Prophylactic antiarrhythmia treatment in high risk patients has been and is being
evaluated in several clinical trials. The recent results of EMIAT1
demonstrate that absence of a classic marker of electrical instability such as fequent or
complex premature ventricular beats does not imply a low risk for subsequent cardiac and
arrhythmic mortality; indeed 40% of all deaths occurred among the patients with
"clean" Holters. This suggests that one should look elsewhere for the
identification of useful markers of high and low risk. MADIT2
provided a successful example of identification of high risk patients; however, the
procedure for the selection of patients was complex and, at the end, it appears to have
involved only a small fraction of post-infarction patients3.
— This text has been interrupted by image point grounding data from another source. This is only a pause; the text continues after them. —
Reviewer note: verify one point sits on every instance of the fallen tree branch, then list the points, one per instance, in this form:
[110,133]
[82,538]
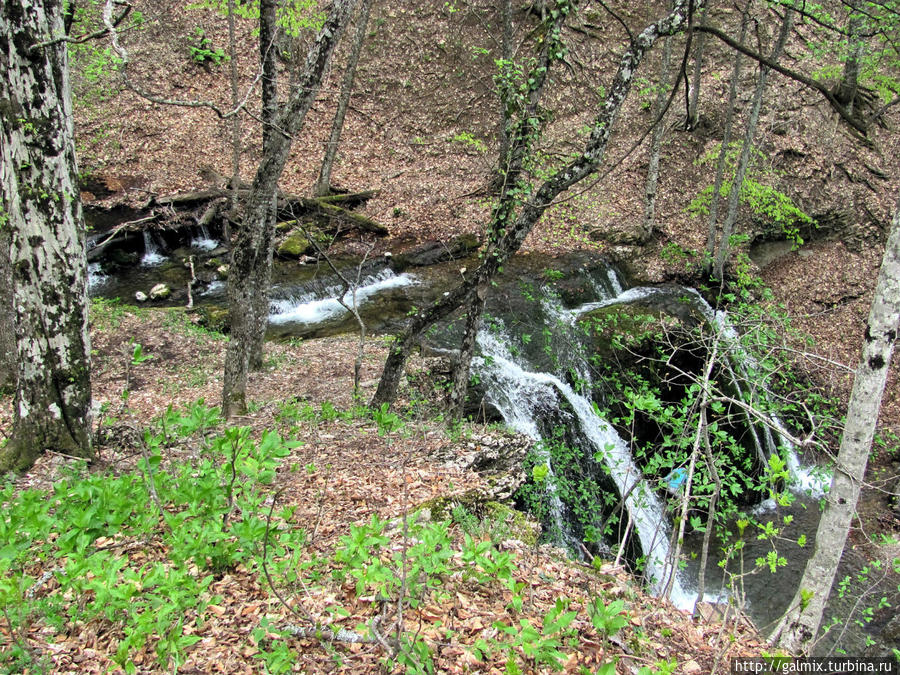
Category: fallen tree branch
[327,634]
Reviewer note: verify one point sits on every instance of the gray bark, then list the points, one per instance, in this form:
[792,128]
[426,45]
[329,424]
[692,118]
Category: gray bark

These and other considerations suggest that there is still a need for a better
understanding of all the factors that may modulate the vulnerable substrate for lethal
arrhythmias. These factors could then become, together with the substrate itself, a
logical target on which to focus preventive therapies.
Data from multiple studies, including our own, point toward alterations in sympathetic
and parasympathetic activity as being of major importance among the modulating factors
favouring the onset of life-threatening arrhythmias. These alterations may be analyzed by
indirect markers such as the beat-to-beat variability of heart rate (HRV)4 and the reflex chronotropic response to a blood pressure
change, ie baroreflex sensitivity (BRS)5.